Join us for our 2022-23 season fundraiser event featuring works of animated music notation composed by Ryan Ross Smith and Daniel McKemie.
"Animated Notation is a kind of dynamic scoring" ... that uses video animation to create time-based graphic notation, with specific musical interpretations. "Animated notation can offer composers the ability to create complex music that is quite easily read and realized by performers of all levels." These scores will be projected in the space for the performers to interpret and the audience to appreciate.
Wine and hors d'oeuvres will be available.
Recommended tax deductible donation of $20-35 or donate what you can. Any amount is appreciated! No one will be turned away for lack of funds.
Ryan Ross Smith is a composer, performer, sound designer, engineer and educator currently based in New York. Smith has performed throughout the US, Europe and UK, including performances at MoMA and PS1 [NYC] and Le Centre Pompidou [Paris, FR], has had his music performed throughout North America, Iceland, Denmark, Australia and the UK, has presented his work and research at conferences including NIME, ISEA, ICLI, ICLC, SMF, ACMC and TENOR, and has lectured at various colleges and universities. As a sound designer/engineer, Smith has produced work for ESPN (30 for 30 Podcast), Meadowlark, ABC (David Blaine's "Drowned Alive"), Kassen Brothers Production, Voltage Control Records, and WNYC's Studio360. In the academic world, Smith is known for his work with Animated Notation, and his Ph.D. research website is archived at animatednotation.com. Current & recent projects include Duets [a series of remotely-produced duets with musical friends from around the globe], Lines and Patterns [musique concrete disguised as ambient music], Green Dome [with Zeena Parkins and Ryan Sawyer], Ross Farwell [IDM/Breakbeat] and Sequential Switch [daily modular synthesizer project (2019)]. Smith is currently an Assistant Professor of Music at the State University of New York at Broome.
http://ryanrosssmith.com
Daniel McKemie is a composer, researcher, and percussionist based in New York City. He focuses on utilizing the internet and browser technology to realize a more accessible platform for multimedia art. His current work includes realizing historical instruments, musical tools, and audio processing units in the browser; and finding new ways of remote collaboration through WebRTC, WebSockets, and shared networks. His music has been performed in Europe, Asia, South America, and Australia; and his research on computer music and web-based audio/composition techniques have been presented or published internationally in conferences as part of the Korean Electro-acoustic Music Society, the Australasian Computer Music Association, the International Symposium on Computer Music Multidisciplinary Research, the Society of Electro-acoustic Music in the United States (SEAMUS), among others.
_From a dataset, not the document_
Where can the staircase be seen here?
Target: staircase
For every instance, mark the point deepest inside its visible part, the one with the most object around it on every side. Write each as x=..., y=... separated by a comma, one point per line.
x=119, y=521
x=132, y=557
Daniel also develops new ways of interfacing handmade circuitry, modular synthesizers, and embedded systems to various softwares both new and old. This recent work has allowed for complex, interactive performance environments to emerge, in which software generates compositional processes and actions in the form of analog signals sent to the hardware, and software that can analyze said signals from the hardware to determine musical behaviors.